A return to the status quo ante is a recipe for renewed violence.

Renewed STC-government fighting is the last thing Yemenis need. Yet a return to the status quo ante – a stalled Riyadh Agreement and gradual deterioration of economic conditions in Aden – is likewise a recipe for renewed violence. Saudi Arabia and the UAE are right to urge the parties to return to politics. But this approach will only work if they reassess and amend the Riyadh Agreement to enable implementation, something neither side appears willing to do at present. As it stands, the agreement’s objectives, particularly integrating two opposing military forces, are too ambitious absent a nationwide political settlement.

Instead of taking a maximalist approach, the two sides could agree on minimum requirements for implementation: separation of forces and demilitarisation of key cities; formation of an inclusive government focused on basic security and service provision; and assembly of a more inclusive negotiating team for UN talks. Saudi Arabia will need to accept help in coaxing the two parties to carry out their obligations in good faith. At the very least, this task will require more involvement from the UAE and ideally oversight from the UN.

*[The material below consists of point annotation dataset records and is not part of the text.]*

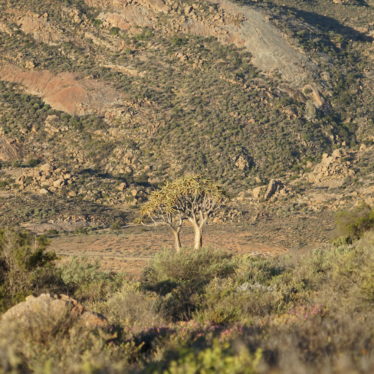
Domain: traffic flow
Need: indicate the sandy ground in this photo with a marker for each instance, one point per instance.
(130, 249)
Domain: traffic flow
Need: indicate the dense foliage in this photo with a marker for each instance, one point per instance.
(208, 311)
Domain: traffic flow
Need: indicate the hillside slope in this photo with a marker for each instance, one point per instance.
(102, 100)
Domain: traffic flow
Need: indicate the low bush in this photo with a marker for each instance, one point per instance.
(26, 267)
(180, 278)
(87, 282)
(352, 224)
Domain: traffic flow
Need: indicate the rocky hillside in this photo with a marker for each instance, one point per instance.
(102, 100)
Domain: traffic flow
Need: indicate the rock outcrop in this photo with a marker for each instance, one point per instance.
(332, 170)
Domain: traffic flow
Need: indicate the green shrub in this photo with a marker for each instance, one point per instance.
(352, 224)
(220, 358)
(179, 278)
(133, 309)
(87, 281)
(25, 267)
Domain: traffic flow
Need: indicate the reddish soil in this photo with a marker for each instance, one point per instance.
(64, 91)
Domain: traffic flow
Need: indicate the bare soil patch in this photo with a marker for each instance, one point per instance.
(130, 249)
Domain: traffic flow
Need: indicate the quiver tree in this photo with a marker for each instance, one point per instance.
(159, 208)
(191, 198)
(197, 199)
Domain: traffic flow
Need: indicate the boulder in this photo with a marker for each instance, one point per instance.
(273, 187)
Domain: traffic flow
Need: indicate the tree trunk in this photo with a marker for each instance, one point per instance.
(177, 240)
(198, 236)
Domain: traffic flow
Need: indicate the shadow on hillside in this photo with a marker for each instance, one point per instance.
(141, 181)
(327, 24)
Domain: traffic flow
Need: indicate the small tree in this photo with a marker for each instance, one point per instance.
(191, 198)
(159, 209)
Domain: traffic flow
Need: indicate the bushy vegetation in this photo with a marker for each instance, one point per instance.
(352, 224)
(209, 311)
(26, 267)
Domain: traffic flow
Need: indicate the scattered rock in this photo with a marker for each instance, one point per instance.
(273, 187)
(332, 170)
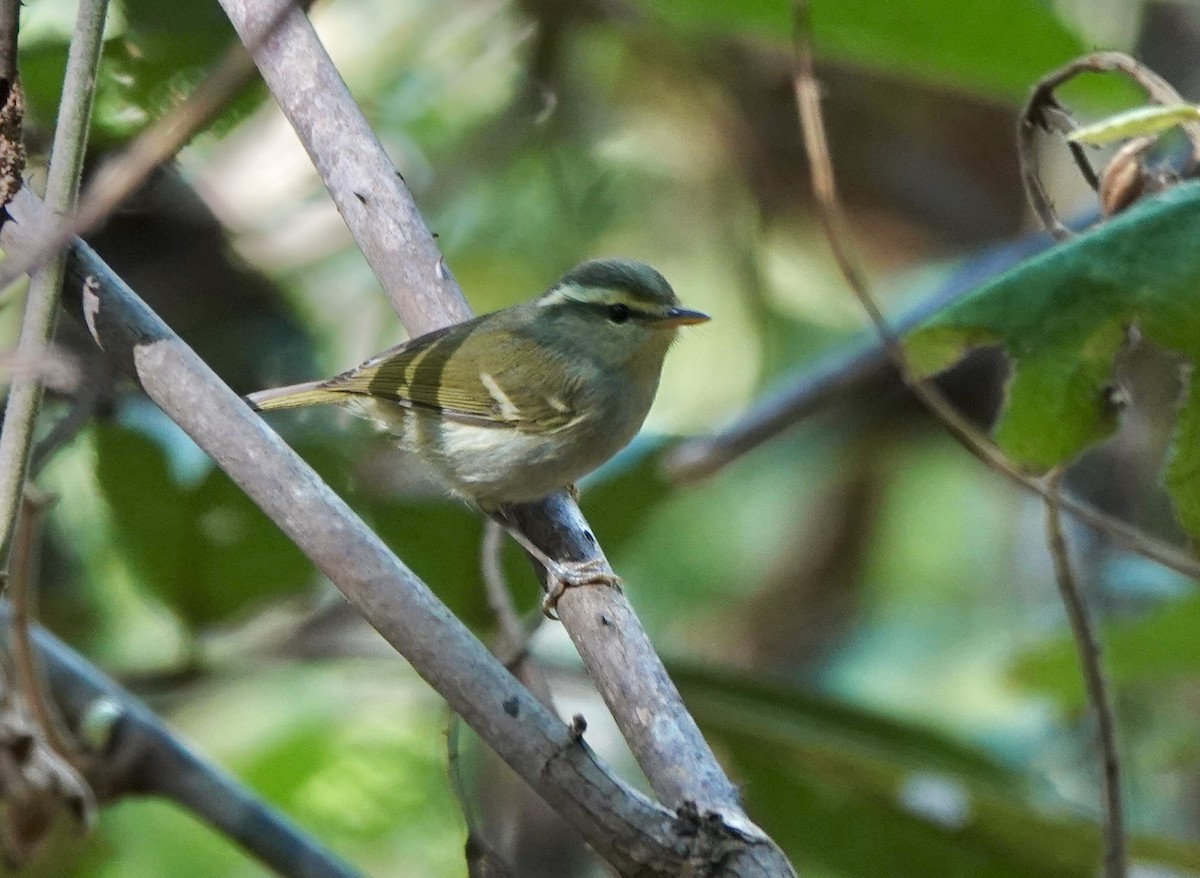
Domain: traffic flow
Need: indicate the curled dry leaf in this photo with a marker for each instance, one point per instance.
(36, 786)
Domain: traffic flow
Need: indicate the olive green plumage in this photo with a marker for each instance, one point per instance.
(513, 406)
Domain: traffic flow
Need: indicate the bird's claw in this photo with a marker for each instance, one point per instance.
(565, 575)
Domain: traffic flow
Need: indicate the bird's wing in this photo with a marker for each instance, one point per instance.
(448, 372)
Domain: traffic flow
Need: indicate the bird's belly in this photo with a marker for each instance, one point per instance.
(493, 465)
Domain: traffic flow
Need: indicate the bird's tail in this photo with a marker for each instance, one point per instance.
(294, 396)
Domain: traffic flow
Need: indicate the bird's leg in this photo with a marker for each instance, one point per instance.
(559, 575)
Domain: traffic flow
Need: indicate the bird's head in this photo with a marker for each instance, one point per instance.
(621, 308)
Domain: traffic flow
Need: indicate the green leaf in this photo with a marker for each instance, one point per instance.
(1063, 314)
(1137, 122)
(1155, 649)
(887, 797)
(761, 707)
(203, 548)
(997, 49)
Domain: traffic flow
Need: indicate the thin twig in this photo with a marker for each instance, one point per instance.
(42, 302)
(829, 212)
(808, 98)
(1043, 112)
(624, 827)
(1091, 661)
(10, 12)
(137, 755)
(157, 144)
(22, 590)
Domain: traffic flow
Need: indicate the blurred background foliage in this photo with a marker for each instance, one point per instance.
(862, 617)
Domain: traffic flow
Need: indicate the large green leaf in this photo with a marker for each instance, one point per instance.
(204, 548)
(995, 48)
(1063, 314)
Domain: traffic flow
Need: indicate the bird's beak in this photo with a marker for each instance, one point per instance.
(679, 317)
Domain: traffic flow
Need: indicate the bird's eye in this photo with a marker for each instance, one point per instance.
(619, 313)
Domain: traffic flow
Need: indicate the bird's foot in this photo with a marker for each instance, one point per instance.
(565, 575)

Beyond the Riyadh Agreement, the STC is right in saying that the UN’s national ceasefire initiative will not work without its cooperation. As Crisis Group has recommended in the past, UN officials are seeking to establish a UN-chaired national military body that would negotiate ceasefire arrangements. Yet the body supposedly would include only delegates from the government and the Huthis, with meetings attended by Saudi officials as well. UN Special Envoy Martin Griffiths has discussed his ceasefire plan, which the STC publicly welcomed, with the group’s senior leadership, but his team is understandably cautious about their formal participation in military-to-military talks. The dilemma is clear: including the STC may prompt a multitude of other Yemeni combatants to want to be included as well, making the process unmanageable and delaying a much-needed ceasefire; not including the STC – or at least securing their clear buy-in – nearly guarantees ceasefire collapse.

Under an imperfect compromise, the UN – with help from the UK and U.S. – could push the Hadi government and Saudi Arabia to ensure that the STC and other important armed groups have a voice in military talks by adding representatives aligned with or even chosen by them to the government delegation in the military body. To make this solution more palatable to the government, which views the STC and similar forces as non-state actors and refuses to legitimise them, the additional delegates optimally would hold pre-war military rank.

Events in the south underscore the necessity of including sub-national groups in any overall settlement to end the conflict.

Events in the south are a stark reminder of Yemen’s fragmentation after five years of war. They underscore the necessity of including sub-national groups, like the STC, in any overall settlement to end the conflict. Regional and Western diplomats working on Yemen so far have largely avoided the south’s messy politics, and they may be tempted even now to leave the problem to the Saudis. But more of the same will not make the problem go away, and failure to engage will only make the war harder to end.